The migration copies spans and annotations (tags, assessments, metadata) using Spark SQL.

Identify experiments that use the older format

Experiments that store traces in Unity Catalog use one of two formats:

  • Schema-linked (used during the Beta release): The experiment's trace destination is a two-part path (catalog.schema). Trace data is stored in fixed-name tables like mlflow_experiment_trace_otel_spans and mlflow_experiment_trace_otel_logs. Tags, assessments, and metadata are stored as log events in the logs table.
  • Table-prefix (used during the Public Preview release and later): The experiment's trace destination is a three-part path (catalog.schema.table_prefix). Trace data is stored in prefix-namespaced tables like <table_prefix>_otel_spans, and annotations have a dedicated table.

If your Unity Catalog schema contains tables named mlflow_experiment_trace_otel_spans and mlflow_experiment_trace_otel_logs, your experiment uses the older schema-linked format and is eligible for migration.

Prerequisites

  • A Unity Catalog-enabled workspace.

  • A Databricks cluster running Databricks Runtime 15.3 or above.

  • The databricks-agents Python package:

    Bash
    pip install "databricks-agents>=1.10.0"
  • The following permissions:

    • USE_CATALOG and USE_SCHEMA on the source catalog and schema.
    • USE_CATALOG, USE_SCHEMA, and MODIFY on the destination catalog and schema.

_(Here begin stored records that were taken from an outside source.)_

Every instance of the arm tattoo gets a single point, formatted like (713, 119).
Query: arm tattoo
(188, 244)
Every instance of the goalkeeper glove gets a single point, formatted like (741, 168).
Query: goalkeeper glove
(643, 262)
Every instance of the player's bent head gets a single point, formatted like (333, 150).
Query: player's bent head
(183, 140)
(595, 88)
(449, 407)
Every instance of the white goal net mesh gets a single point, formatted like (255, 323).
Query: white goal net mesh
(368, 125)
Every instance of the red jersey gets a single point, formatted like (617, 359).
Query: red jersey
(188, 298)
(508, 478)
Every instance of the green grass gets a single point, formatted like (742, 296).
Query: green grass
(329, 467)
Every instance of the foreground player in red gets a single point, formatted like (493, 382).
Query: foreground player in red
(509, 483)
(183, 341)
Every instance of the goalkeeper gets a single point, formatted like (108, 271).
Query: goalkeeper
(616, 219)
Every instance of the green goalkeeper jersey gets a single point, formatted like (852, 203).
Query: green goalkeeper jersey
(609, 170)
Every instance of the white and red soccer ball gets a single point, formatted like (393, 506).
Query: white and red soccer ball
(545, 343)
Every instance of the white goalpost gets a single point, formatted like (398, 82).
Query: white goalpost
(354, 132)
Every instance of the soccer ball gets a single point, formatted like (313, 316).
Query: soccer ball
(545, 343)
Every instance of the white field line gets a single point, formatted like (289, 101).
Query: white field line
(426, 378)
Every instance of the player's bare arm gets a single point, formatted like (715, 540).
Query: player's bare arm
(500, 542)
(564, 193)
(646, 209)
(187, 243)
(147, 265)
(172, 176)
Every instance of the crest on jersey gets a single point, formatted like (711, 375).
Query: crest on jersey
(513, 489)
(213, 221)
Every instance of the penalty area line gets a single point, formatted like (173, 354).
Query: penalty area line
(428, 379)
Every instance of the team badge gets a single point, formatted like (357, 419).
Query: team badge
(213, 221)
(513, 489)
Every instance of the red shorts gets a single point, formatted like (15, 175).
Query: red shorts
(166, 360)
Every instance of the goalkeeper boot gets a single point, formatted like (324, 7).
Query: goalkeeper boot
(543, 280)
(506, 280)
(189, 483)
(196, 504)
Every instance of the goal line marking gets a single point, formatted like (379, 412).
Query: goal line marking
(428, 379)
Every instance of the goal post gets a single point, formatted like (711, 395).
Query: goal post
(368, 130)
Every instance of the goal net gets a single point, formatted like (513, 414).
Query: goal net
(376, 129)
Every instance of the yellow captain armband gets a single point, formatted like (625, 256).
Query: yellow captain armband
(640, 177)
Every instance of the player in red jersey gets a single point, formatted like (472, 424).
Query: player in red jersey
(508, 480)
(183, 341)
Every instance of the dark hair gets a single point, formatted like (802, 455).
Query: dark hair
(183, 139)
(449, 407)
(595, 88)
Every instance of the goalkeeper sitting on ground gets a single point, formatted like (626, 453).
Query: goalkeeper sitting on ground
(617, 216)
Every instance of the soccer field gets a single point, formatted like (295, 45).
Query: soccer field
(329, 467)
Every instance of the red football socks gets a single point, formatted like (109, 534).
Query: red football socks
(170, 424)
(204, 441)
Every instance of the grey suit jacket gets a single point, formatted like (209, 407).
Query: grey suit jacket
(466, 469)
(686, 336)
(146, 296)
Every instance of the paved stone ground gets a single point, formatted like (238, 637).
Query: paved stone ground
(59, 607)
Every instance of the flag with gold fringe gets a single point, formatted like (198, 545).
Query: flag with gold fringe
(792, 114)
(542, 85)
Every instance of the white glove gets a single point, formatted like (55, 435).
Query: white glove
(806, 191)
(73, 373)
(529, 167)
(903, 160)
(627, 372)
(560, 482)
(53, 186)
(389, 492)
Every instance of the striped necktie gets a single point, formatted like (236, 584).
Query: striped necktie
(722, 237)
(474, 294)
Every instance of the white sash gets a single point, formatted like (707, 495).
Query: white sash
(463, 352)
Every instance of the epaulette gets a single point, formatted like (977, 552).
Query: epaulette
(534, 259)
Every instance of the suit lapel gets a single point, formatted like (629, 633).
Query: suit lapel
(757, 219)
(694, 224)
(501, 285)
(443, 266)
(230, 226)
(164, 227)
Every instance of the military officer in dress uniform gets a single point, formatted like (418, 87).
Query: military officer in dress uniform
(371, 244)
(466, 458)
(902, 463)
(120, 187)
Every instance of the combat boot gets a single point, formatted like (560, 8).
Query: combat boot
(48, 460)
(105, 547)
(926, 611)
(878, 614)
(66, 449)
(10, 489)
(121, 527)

Step 1: Create a destination experiment

Create an experiment linked to a Unity Catalog table-prefix location. The migrated traces are stored here. For full setup details, see Setup: Create an experiment with a Unity Catalog trace location.

Python
import mlflow
from mlflow.entities.trace_location import UnityCatalog

experiment = mlflow.set_experiment(
experiment_name="/Workspace/Users/<user>/<experiment_name>",
trace_location=UnityCatalog(
catalog_name="<destination_catalog>",
schema_name="<destination_schema>",
table_prefix="<table_prefix>",
),
)

print(f"Experiment ID: {experiment.experiment_id}")

Save the experiment ID. Use it to configure your notebooks, jobs, or deployed models to log traces to the new destination.

Step 2: Switch trace logging and stop writes to the source experiment

Update your notebooks, jobs, or deployed models to log traces to the new experiment created in Step 1. This ensures new traces go directly to the destination tables.

important

Stop all writes to the source experiment before running the migration. Any traces written to the source tables during migration might not be copied. Verify that no notebooks, jobs, or deployed models are actively logging traces to the source experiment.

If you want to do a dry run first, you can skip this step and run the migration without switching your production workloads.

Step 3: Run the migration

In a Databricks notebook on the cluster, run the following:

Python
from databricks.migrations.v1_to_v2 import V1ToV2SqlMigration

migration = V1ToV2SqlMigration(
v1_source_schema="<source_catalog>.<source_schema>",
v2_destination_prefix="<destination_catalog>.<destination_schema>.<table_prefix>",
)
migration.run()

Replace the placeholders:

  • <source_catalog>.<source_schema>: The Unity Catalog catalog and schema where your source trace tables are stored.
  • <destination_catalog>.<destination_schema>.<table_prefix>: The Unity Catalog catalog, schema, and table prefix for the destination. This must match the location configured in Step 1.

The migration is idempotent. If it fails partway through (for example, due to a cluster timeout), you can safely rerun it. Already-migrated rows are skipped automatically.

Once the migration completes, your traces are available in the new destination experiment. The source tables are not modified by the migration and can be retained as a backup.